Se si dovesse fare una graduatoria della nostra santità certo, guardandoci intorno, noi saremmo certamente fra i primi, fra i più buoni.
Il Vangelo ci parla di “Dignità” che ci rende meritevoli di stare più vicini a Dio.
Da cosa nasce questa dignità, che bisogna fare per averla?
Certo noi siamo cristiani battezzati e questo è importante;
magari facciamo anche le preghiere, non sempre. ma quando ci servono…;
andiamo al catechismo e conosciamo qualche bella pagina del Vangelo.
Ecco, queste sono situazioni che sono importanti per essere “vicini” a Gesù ma,
sinceramente, sono situazioni oserei dire di partenza, di inizio cammino…
Se ci fermiamo a questi aspetti sono certo che amaramente un giorno Cristo ci dirà:
“Cèdigli il posto!”.
Un po’ per sfottere, parafrasando quella famosa pubblicità del canone televisivo, devo dirvi che:
“un battezzato non sempre ha il posto in prima fila!”
Sì, dobbiamo andare oltre, con Gesù bisogna sempre andare oltre le apparenze!
Che mai possiamo fare per essere noi quelli che…
“Amico, vieni più avanti!”. Allora ne avrai onore davanti a tutti”
Il Vangelo, ce lo dice il Vangelo, naturalmente.
“Perché chiunque si esalta sarà umiliato, e chi si umilia sarà esaltato”.
Sì. chi si fa umile in questo mondo è amico di Gesù.
Essere umili, ce lo spiega già il vocabolario, significa non essere superbi, non sentirsi superiori agli altri.
Essere umili per il cristiano significa essere fratello del prossimo, di ogni nostro prossimo!
L’umile sa che tutto è un dono di Dio e se tutto è un dono noi non siamo padroni ma siamo chiamati a condividere.
Sì, cari ragazzi, l’umile condivide!
Il superbo divide!
Forse non ci avevate mai pensato a questo pensiero riguardo all’umiltà che diventa vita di condivisione quotidiana con il prossimo.

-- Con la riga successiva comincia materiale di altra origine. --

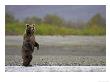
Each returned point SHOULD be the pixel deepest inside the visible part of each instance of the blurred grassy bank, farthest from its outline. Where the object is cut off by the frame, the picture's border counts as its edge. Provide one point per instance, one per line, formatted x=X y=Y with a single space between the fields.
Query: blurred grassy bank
x=47 y=29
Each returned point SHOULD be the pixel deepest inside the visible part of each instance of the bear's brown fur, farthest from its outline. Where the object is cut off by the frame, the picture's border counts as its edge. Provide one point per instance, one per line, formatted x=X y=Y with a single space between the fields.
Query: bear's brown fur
x=28 y=44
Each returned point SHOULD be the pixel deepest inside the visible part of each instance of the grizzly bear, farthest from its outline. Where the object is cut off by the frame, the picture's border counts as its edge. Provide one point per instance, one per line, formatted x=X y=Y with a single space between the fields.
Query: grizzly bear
x=28 y=44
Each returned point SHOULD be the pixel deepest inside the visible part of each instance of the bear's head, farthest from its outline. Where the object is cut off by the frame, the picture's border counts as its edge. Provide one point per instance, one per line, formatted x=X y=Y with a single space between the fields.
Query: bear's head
x=30 y=29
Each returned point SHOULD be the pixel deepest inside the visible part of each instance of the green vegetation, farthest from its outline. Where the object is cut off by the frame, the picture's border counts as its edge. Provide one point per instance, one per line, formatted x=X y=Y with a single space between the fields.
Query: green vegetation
x=54 y=25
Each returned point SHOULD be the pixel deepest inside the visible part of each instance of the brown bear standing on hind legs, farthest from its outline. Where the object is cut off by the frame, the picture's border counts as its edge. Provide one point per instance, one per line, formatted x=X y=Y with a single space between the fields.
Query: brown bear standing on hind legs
x=28 y=44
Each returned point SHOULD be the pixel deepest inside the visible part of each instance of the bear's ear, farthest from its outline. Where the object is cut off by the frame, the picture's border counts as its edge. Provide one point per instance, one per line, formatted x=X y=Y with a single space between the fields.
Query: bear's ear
x=27 y=25
x=33 y=24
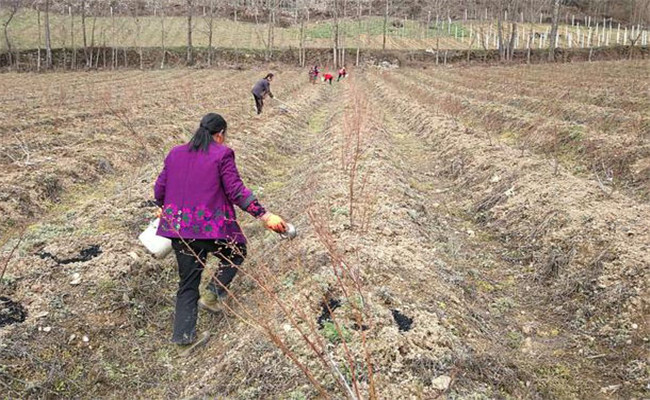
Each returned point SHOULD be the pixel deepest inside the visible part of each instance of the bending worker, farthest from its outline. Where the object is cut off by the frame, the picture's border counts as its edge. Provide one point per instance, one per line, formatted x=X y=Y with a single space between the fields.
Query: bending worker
x=260 y=90
x=197 y=190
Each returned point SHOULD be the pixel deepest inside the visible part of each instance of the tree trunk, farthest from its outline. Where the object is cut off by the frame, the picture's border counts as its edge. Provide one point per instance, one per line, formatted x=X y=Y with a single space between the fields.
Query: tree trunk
x=38 y=54
x=502 y=50
x=162 y=35
x=359 y=33
x=336 y=34
x=73 y=64
x=92 y=44
x=267 y=56
x=383 y=46
x=83 y=28
x=556 y=17
x=511 y=45
x=190 y=49
x=211 y=31
x=13 y=11
x=48 y=41
x=301 y=57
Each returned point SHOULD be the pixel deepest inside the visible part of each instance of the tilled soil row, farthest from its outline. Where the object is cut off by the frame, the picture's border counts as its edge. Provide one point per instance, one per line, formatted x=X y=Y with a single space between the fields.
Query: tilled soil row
x=575 y=257
x=96 y=131
x=571 y=134
x=119 y=298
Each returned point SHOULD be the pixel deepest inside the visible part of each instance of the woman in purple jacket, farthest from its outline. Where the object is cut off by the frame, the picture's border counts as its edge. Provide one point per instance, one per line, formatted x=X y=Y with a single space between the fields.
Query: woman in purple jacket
x=197 y=190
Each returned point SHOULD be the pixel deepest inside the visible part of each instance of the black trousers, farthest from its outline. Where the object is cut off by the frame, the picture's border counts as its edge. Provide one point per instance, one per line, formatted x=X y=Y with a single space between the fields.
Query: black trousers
x=259 y=103
x=191 y=258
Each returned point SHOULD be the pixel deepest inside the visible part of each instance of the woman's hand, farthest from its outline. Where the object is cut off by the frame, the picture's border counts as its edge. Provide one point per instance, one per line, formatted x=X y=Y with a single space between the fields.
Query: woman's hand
x=274 y=222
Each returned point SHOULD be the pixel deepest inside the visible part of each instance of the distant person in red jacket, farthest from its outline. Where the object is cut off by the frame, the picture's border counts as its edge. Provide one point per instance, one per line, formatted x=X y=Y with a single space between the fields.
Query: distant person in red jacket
x=342 y=74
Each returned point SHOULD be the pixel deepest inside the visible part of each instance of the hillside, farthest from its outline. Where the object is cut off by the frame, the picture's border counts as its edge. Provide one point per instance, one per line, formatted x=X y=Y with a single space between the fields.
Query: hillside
x=464 y=233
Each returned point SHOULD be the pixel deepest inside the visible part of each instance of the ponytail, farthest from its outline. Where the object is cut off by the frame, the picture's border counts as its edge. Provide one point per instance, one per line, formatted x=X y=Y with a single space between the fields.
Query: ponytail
x=210 y=124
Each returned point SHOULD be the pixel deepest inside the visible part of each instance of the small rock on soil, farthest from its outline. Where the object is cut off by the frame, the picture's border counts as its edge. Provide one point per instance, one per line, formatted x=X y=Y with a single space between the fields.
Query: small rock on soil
x=11 y=311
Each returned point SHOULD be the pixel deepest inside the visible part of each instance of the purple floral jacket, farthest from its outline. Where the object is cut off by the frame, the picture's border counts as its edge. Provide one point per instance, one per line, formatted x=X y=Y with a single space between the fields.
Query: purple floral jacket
x=197 y=191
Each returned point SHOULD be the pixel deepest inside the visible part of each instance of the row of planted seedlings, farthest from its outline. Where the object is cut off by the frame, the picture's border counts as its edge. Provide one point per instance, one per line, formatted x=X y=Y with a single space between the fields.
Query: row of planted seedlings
x=581 y=148
x=539 y=217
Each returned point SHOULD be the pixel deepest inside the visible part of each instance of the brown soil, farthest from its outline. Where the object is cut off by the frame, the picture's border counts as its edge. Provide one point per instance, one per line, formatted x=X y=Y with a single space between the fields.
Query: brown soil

Il superbo tiene tutto per sè perché ritiene che tutto gli spetti, tutto è suo perché lui lo merita.
Questo è un grande inganno.
La vita è un dono che tutti gli uomini ricevono senza alcun merito,
solo per amore di Dio.
Vivere la vita come un dono significa essere degni per stare ai primi posti nel Regno dei Cieli.
Essere umili significa anche saper riconoscere i propri errori, non giustificarli.
Quante volte ascolto i ragazzi, gli adulti dire che…
“Sì, ho alzato le mani perché lui…”
“Non ho pagato le tasse perché…”.
Ed invece dovremmo dire sinceramente “Ho alzato le mani perché sono un violento…”;
“Non ho pagato le tasse perché sono un ladro…”
Quindi l’umile sa pentirsi, chiedere perdono e riparare il male fatto.
Quanti primi in questo mondo saranno ultimi nel Regno dei Cieli e quanti ultimi in questo mondo saranno i primi nel Regno dei Cieli.
Un altro aspetto importante è quello relativo alle nostre buone azioni…
Sapete, a volte potremmo farle per riceverne dei giovamenti.
Non sto parlando di cose strane!
Chissà quante volte siamo stati obbedienti o particolarmente gentili con i nostri genitori per ottenere in cambio qualcosa…
No, decisamente il cristiano non fa il generoso con chi può ricambiare su questa terra.
Un esempio?
Gentile e disponibile con l’amico che ha sempre un po’ di denaro in tasca e completamente chiusi con l’amico che non ha mai un centesimo.
Gesù come la pensa?
“Al contrario, quando offri un banchetto, invita poveri, storpi, zoppi, ciechi; e sarai beato perché non hanno da ricambiarti. Riceverai infatti la tua ricompensa alla
risurrezione dei giusti”.
E dimmi, tu ora, sei fra i primi che saranno gli ultimi o fra gli ultimi che saranno i primi?